Play this album loud! And see them live, like Portico before them, they are made for large venues – we probably won’t ever again see Saturn V rocket take-offs for the moon – but Roller Trio are the next best thing for sending a shiver down your spine!
Mary James 12 January 2015
Twice I have come out of Roller Trio gigs and each time felt weightless, my brain fizzing with the tunes and the energy transmitted from the band to us. The Leeds-based trio who studied jazz at Leeds College of Music because they thought it was “the easiest option” (presumably discovering that it was not?) are winners of many awards and plaudits. Most recently, their saxophonist James Mainwaring received a Musician’s Benevolent Fund award in their Emerging Excellence Award series.

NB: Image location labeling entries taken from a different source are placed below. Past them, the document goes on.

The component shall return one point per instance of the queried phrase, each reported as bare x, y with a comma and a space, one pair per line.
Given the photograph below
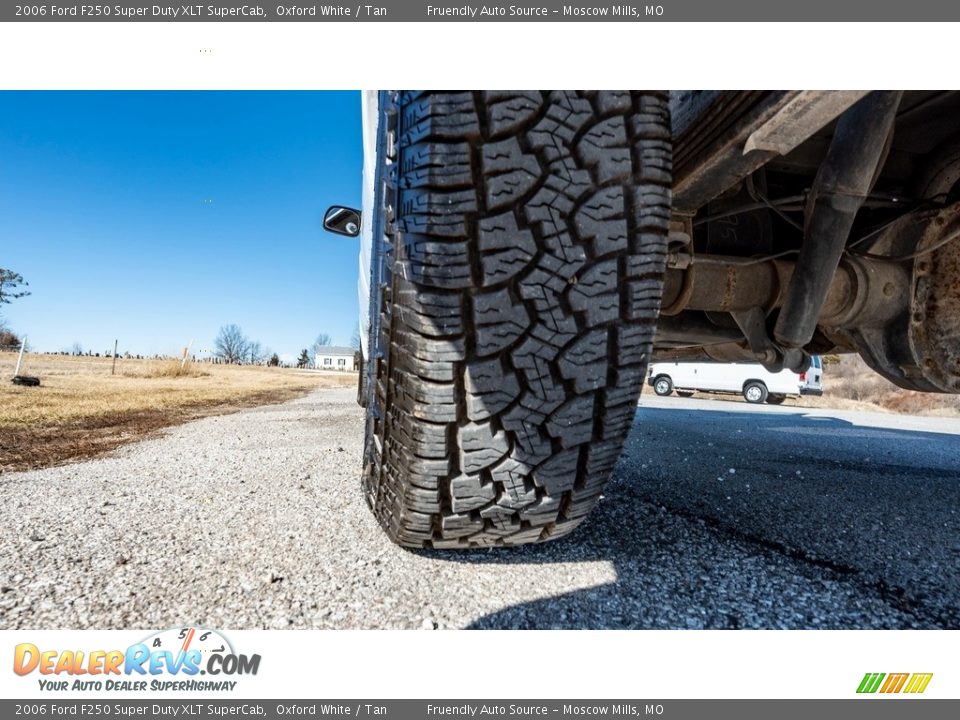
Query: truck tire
662, 385
525, 238
755, 392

Emerging? That sounds like a butterfly struggling out of a chrysalis. No, James Mainwaring is the real thing, there is nothing delicate about this fledgling. Seeing him on stage, I immediately thought of Michael Brecker and more recently, of Marius Neset, that nagging feeling that there was more than one saxophone on stage when I could see there was only one. The electronics are subtle, just a little bit of distortion like static. Roller Trio combine extraordinary technical skills with a great sense of fun, they like being entertaining (a bit like World Service Project who impart a similar sense of enjoying themselves and all the more so for us being there too). Roller Trio are proof that insanely memorable tunes are not the result of dumbing down.

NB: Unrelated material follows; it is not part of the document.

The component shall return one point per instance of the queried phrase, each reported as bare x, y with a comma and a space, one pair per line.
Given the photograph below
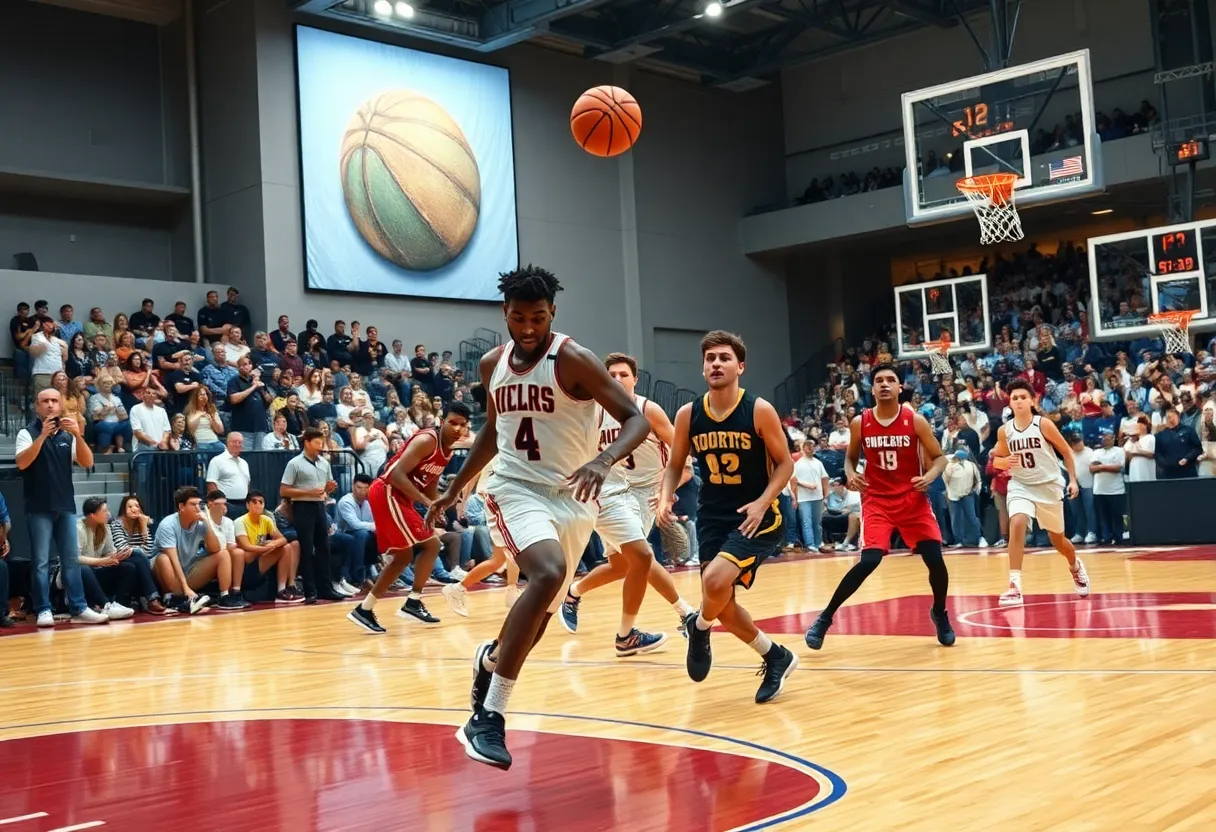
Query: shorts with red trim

But thinking about the metamorphosis of the caterpillar into a butterfly is perhaps an appropriate analogy – there is a sense that a struggle is going on. The sax tries to break free from the clutches of the guitar and the drums. Sometimes it shrieks, brays and roars. It is granted its freedom in the pastoral ROR’. This is my favourite track. It starts with an Eastern feel, the guitar like a sitar, the sax bubbles like a stream, the guitar picks out a Tales of the Riverbank melody (see this video for the reference), the drums tick and purr gently, then the stage is set for the most sublime melody on sax. If you only heard this track you might wonder why they are called visceral, gutsy, loud. They are all those things of course. But that is the metamorphosis – from gritty and urban to this beautiful tranquil track with just a hint of something to trouble the surface like the buzzing of a wasp on a summer’s day.
Roller Trio have recorded their second album (digitally stored in a folder endearingly named Doris by their engineer) and are touring with Go Go Penguin in October 2013. See them if you can, they are truly wonderful.